Meskipun manfaatnya belum dirasakan secara langsung, persiapan sumber daya manusia dan teknologi nasional sangat penting untuk masa depan. Indonesia harus siap dalam hal capacity building agar dapat berpartisipasi dalam misi observatorium astronomi di Bulan. Pengamatan astronomi dari Bulan dinilai mampu memberikan kualitas data yang lebih optimal dan memberikan peluang bagi Indonesia untuk terlibat dalam misi antariksa internasional. Kelebihan observasi dari Bulan adalah minim gangguan intervensi gelombang radio dan kamera tidak memerlukan sistem pendingin tambahan karena suhu Bulan yang rendah.

Mengenai proyek ILO-X yang mendarat di Bulan, Kunjaya menjelaskan bahwa proyek ini berhasil meskipun dengan beberapa hambatan teknis.

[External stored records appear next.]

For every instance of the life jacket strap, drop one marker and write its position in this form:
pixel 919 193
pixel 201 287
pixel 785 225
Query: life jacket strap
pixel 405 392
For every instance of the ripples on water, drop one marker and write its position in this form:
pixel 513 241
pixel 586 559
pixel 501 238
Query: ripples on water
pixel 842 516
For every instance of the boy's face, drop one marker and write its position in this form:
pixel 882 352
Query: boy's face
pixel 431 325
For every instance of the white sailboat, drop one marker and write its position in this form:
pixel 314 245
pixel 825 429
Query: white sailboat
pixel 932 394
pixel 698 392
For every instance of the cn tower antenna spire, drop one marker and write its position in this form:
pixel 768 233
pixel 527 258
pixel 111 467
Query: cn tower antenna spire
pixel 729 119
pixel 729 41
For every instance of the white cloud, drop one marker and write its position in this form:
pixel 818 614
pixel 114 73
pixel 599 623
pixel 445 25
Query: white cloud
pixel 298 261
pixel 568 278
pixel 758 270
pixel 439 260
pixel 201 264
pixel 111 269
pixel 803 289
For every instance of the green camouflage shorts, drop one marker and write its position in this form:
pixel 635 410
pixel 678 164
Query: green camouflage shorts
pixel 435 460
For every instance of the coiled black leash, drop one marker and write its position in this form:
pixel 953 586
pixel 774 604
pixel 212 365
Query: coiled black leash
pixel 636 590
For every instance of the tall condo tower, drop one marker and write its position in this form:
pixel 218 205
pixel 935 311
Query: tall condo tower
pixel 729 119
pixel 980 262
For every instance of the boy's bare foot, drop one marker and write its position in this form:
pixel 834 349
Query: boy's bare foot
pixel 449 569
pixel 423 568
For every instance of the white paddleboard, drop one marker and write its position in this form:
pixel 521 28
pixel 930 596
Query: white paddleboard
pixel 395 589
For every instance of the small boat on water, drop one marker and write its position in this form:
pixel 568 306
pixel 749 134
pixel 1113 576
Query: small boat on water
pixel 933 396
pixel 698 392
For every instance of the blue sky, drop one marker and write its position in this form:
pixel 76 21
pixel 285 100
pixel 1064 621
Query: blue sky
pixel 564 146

ILO-X menjadi tahap uji coba sebelum proyek utama, ILO-1, dan ILO-2. Dalam pengembangannya, diperlukan peningkatan teknologi terutama pada sistem kamera untuk mengoptimalkan pengambilan gambar pengamatan di Bulan. Kepala Pusat Riset Antariksa (PRA) BRIN Emanuel Sungging Mumpuni mengatakan bahwa momentum ini dapat membuka peluang bagi Indonesia dalam eksplorasi luar angkasa. Hal ini akan membantu memperluas wawasan dan mempelajari lebih banyak peluang di bidang ini.